紗夜ちゃんはどうしてこんなに素直で可愛いんだろう。


莉奈ちゃんに声をかけられさすがにどうしようかと戸惑っていたところ館長に声をかけられた。
事情を聞かれ、俺は莉奈ちゃんのことはどうも思っていないしこの先も考えられないとはっきり伝えた。

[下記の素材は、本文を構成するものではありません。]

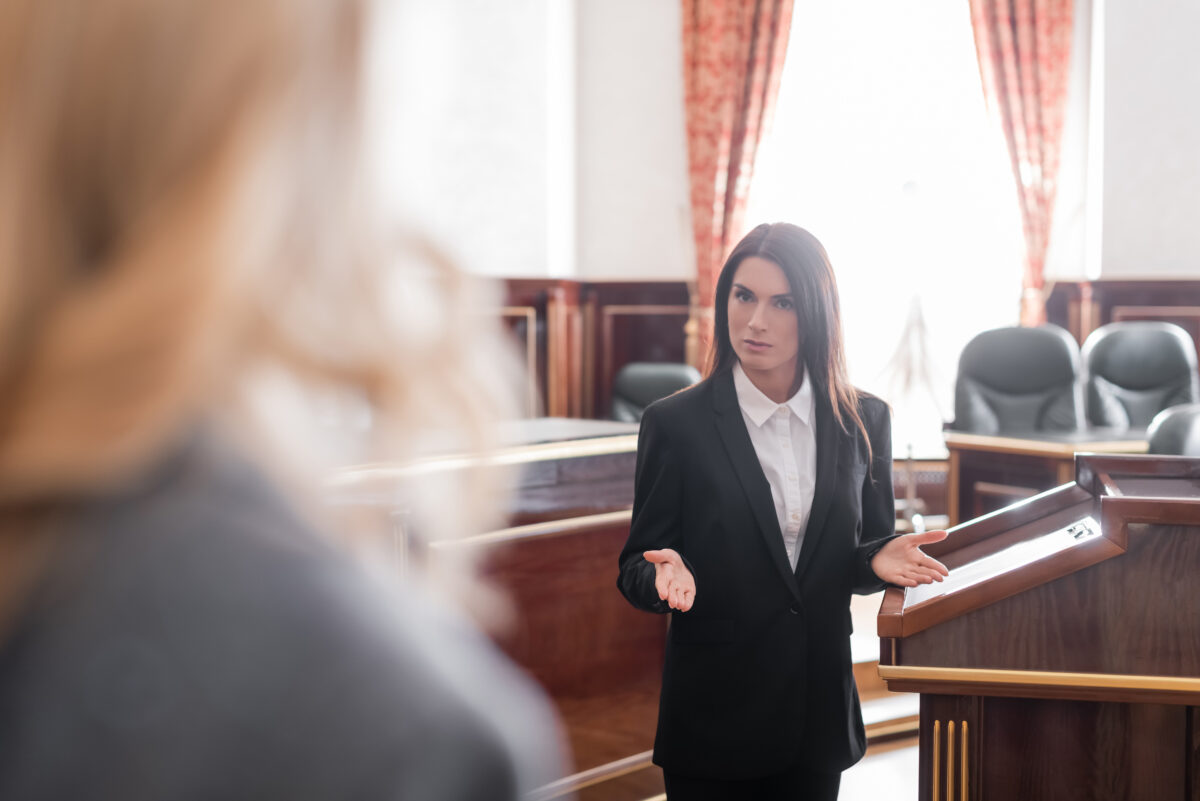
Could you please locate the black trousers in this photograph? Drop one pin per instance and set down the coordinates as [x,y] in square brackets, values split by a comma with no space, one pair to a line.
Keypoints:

館長はこのまま気にせず通ってほしいと言われて帰宅したがあのあとりなちゃんはどうなったのかわからない。
ただ、少し足が遠のく理由にはなった。
きっとその時の話が紗夜ちゃんの耳にも入っているだろうと思うと気まずかった。
ちょうどイタリアへの出張が入り、何も言えないまま旅立ってしまった。
途中、メッセージを入れようかと思ったが付き合ってるわけでもない男の近況を言われても困るよな、と自虐的な苦笑がもれた。
でも頭の中にはいつも紗夜ちゃんがいて、街を歩いているとお土産に目を奪われた。
本当はもっと選んであげたかった。他の子にはそう思ったことがないのに紗夜ちゃんにだけはそんな気持ちが湧いてきた。
紗夜ちゃんといると心が洗われる、癒されると言う言葉がしっくりときた。
もっとそばにいたいと思った。
でも紗夜ちゃんにとっての俺は歳の離れた幼馴染。名前で呼ぶように言ったが、お兄ちゃんと思っていると思う。
この関係は崩せないのか、もどかしく思った。
もう一歩踏み出したいと思ってネックレスを渡した。紗夜ちゃんに意味が通じなかったことはつけてあげた時に分かった。でもいつか意味に気がついてくれることを祈った。